The trees were falling randomly all around us. Piling up, splintering branches everywhere, and on she read. This was 70 years ago, so we didn’t question her, apart from glancing outside in awe and catching her eye. Occasionally, she gave us a reassuring hug.
Suddenly the door flew open, and there was my father and another man, rushing back from in eventually realised was saving sheep. There as a lull in the storm and they grabbed us, carrying me as they staggered over the fallen trees, and within minutes we had reached then safe haven of the stone farmhouse.

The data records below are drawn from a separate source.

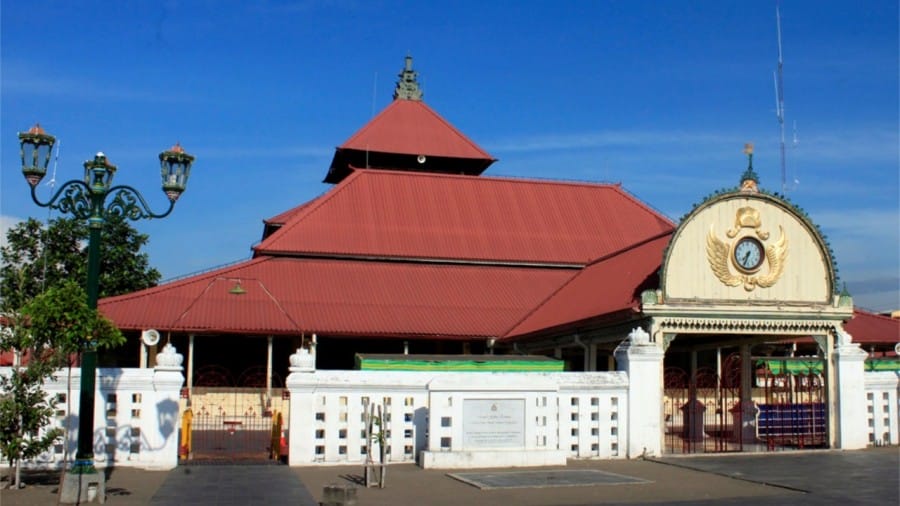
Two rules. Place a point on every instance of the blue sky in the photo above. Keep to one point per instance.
(658, 95)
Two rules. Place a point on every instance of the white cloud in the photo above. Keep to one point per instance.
(6, 223)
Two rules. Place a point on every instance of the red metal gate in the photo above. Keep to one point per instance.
(231, 423)
(794, 413)
(700, 411)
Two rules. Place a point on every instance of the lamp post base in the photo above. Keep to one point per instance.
(82, 484)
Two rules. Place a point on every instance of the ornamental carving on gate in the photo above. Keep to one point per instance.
(751, 259)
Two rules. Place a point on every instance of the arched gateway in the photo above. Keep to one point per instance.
(745, 277)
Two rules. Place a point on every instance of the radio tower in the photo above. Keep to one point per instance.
(779, 100)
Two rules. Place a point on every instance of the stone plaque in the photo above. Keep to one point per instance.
(494, 423)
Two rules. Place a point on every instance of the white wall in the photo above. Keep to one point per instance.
(882, 403)
(136, 417)
(578, 414)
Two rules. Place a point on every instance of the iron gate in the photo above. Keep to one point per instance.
(700, 411)
(703, 413)
(794, 413)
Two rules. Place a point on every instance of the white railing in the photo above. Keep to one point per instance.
(136, 418)
(581, 414)
(883, 407)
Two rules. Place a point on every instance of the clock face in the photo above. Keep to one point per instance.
(748, 254)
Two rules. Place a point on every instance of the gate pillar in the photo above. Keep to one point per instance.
(642, 360)
(849, 361)
(162, 433)
(301, 383)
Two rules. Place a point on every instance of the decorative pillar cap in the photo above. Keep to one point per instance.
(169, 359)
(302, 361)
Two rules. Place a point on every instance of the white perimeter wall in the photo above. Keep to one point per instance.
(582, 415)
(136, 417)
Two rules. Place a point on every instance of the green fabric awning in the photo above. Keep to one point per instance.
(883, 364)
(813, 366)
(792, 365)
(458, 363)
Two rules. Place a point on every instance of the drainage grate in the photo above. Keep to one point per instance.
(544, 479)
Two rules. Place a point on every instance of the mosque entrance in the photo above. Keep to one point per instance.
(704, 411)
(236, 420)
(699, 408)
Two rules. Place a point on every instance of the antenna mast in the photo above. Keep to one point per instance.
(779, 99)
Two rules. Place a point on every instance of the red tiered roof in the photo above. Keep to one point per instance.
(340, 297)
(403, 215)
(421, 255)
(411, 127)
(871, 328)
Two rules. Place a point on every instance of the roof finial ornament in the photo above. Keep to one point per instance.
(407, 87)
(749, 179)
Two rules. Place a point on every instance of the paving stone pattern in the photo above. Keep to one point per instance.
(228, 485)
(541, 479)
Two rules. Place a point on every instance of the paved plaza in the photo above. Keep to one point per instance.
(782, 478)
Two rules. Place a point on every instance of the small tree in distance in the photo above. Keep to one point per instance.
(46, 332)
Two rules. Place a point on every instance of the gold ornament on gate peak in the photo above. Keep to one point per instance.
(741, 262)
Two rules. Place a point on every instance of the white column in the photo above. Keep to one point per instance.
(746, 411)
(852, 426)
(831, 391)
(268, 368)
(643, 360)
(162, 435)
(301, 383)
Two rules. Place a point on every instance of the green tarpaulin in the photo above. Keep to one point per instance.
(458, 363)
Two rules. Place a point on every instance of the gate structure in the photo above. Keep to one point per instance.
(233, 421)
(700, 411)
(794, 412)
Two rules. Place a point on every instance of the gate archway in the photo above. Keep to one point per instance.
(236, 420)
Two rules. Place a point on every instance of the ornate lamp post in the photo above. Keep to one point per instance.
(95, 199)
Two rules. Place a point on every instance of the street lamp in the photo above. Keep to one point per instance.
(95, 199)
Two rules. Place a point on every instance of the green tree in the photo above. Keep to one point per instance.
(36, 258)
(45, 333)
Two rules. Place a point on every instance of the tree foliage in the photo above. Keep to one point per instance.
(36, 258)
(45, 333)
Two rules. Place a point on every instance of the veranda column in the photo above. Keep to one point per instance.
(642, 360)
(746, 411)
(190, 366)
(301, 383)
(167, 381)
(849, 359)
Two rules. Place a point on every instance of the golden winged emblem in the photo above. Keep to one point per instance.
(741, 262)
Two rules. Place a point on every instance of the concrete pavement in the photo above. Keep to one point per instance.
(815, 477)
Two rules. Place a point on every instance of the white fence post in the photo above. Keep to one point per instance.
(851, 396)
(883, 407)
(161, 430)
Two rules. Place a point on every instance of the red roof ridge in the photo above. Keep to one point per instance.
(425, 107)
(602, 259)
(182, 281)
(630, 247)
(513, 179)
(871, 314)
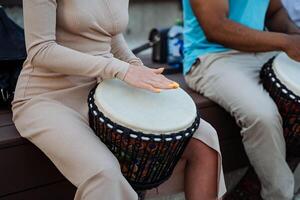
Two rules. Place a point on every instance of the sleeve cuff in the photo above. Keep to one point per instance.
(136, 61)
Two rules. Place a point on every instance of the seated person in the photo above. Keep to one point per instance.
(293, 9)
(225, 48)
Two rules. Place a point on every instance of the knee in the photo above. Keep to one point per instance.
(264, 121)
(197, 151)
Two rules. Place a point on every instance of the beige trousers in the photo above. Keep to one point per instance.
(57, 123)
(232, 80)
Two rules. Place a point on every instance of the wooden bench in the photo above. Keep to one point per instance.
(26, 173)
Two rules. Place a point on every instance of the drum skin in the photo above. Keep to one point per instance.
(288, 104)
(146, 160)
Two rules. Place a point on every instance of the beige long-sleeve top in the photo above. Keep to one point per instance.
(73, 38)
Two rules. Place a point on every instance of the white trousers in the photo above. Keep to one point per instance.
(232, 80)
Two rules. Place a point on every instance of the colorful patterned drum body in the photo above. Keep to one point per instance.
(281, 77)
(146, 131)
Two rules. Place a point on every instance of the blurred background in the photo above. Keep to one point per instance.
(144, 15)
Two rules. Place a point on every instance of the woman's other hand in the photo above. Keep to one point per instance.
(149, 79)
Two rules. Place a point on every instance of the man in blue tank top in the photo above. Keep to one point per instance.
(225, 47)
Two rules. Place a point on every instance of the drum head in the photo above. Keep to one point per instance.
(170, 111)
(288, 72)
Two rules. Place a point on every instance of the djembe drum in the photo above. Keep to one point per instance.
(146, 131)
(281, 77)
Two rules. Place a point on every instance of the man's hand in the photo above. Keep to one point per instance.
(292, 47)
(218, 28)
(149, 79)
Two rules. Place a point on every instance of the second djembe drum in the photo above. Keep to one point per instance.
(281, 77)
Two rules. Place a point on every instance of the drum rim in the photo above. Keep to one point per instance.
(188, 132)
(268, 72)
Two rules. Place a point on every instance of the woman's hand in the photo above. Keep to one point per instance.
(149, 79)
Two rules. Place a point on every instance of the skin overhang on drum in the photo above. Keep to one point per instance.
(281, 77)
(147, 140)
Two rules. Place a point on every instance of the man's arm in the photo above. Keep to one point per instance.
(213, 17)
(278, 20)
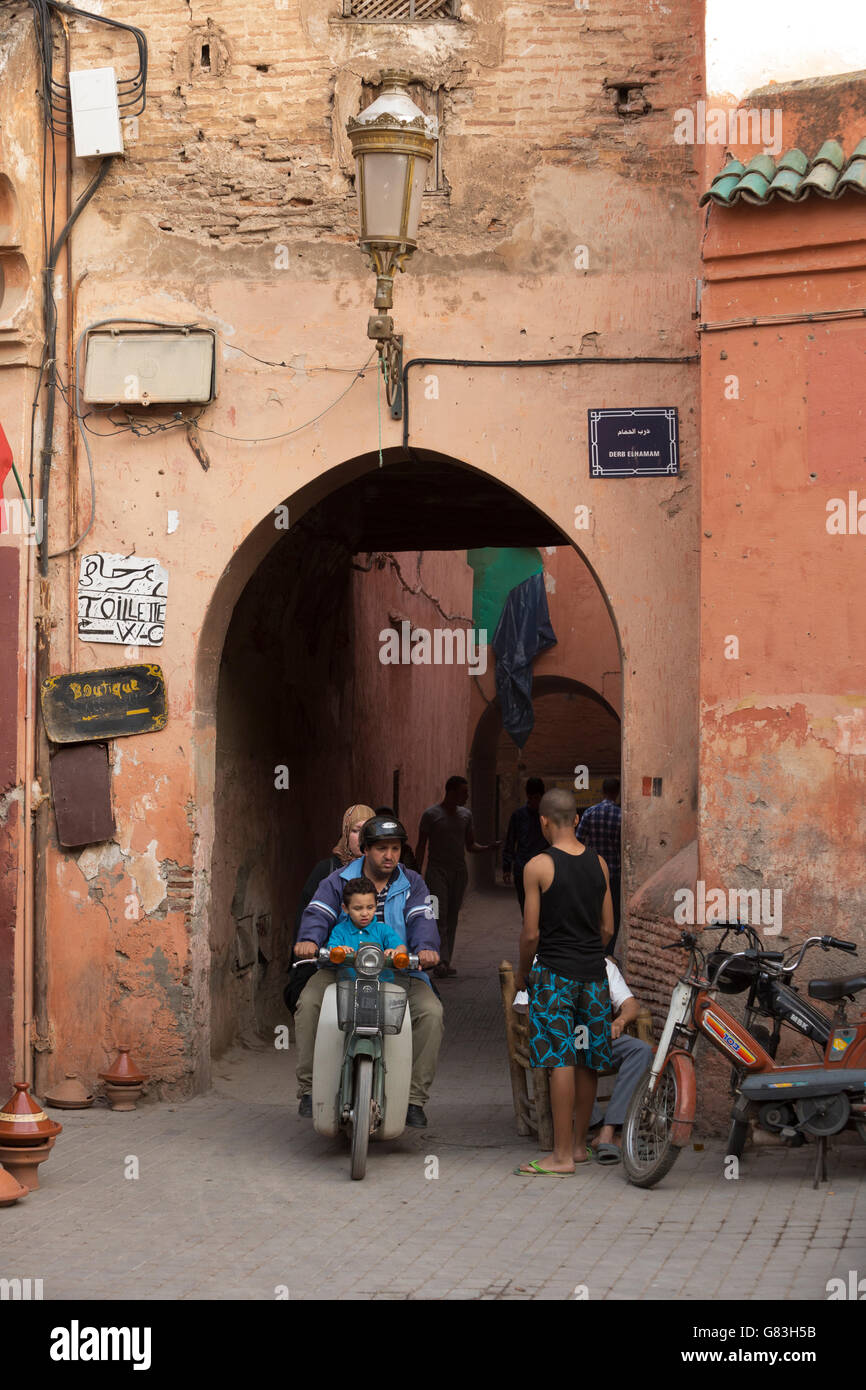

Small incidents punctuated the following days. The views from the farmhouse of miles of trees untidily lying around like giant scruffy Jenga, a timber mesh thrown together by giants. The surrounding ground, our play area, wasn’t flat any more. It was raised as high as myself. Our caravan, astonishingly unscathed, sitting amid this tangle of vegetation. My father summoning dormant sporting skills by accurately lobbing dog bones over and into the fenced dog run, the kennels for the dogs mercifully unscathed but marooned. The solid fuel stove within which was baked aromatic cakes, and our neighbour laughing as they didn’t rise, but extolling us to tuck in as ‘the goodness is in them’. A now, never to be forgotten family ode to a failed flat sponge cake.
Months later we moved over to Deeside, and one drive to our abode had been cleared, but was now edged by high walls of disorderly timber. It was wonderfully scented and we would often stop and sniff, my sister and I on our way to school, as to which was the most fragrant. The waft of resin masked the raw onion sandwiches of the squads of Irish foresters who battled in what I now realise was back breaking and hazardous work, armed with two men hand saws and very little else. How we loved their accents, their cheery greetings, and their occasional singing which we could hear some distance off, because of course no raucous noise of any labour saving machinery. A mere couple of generations ago!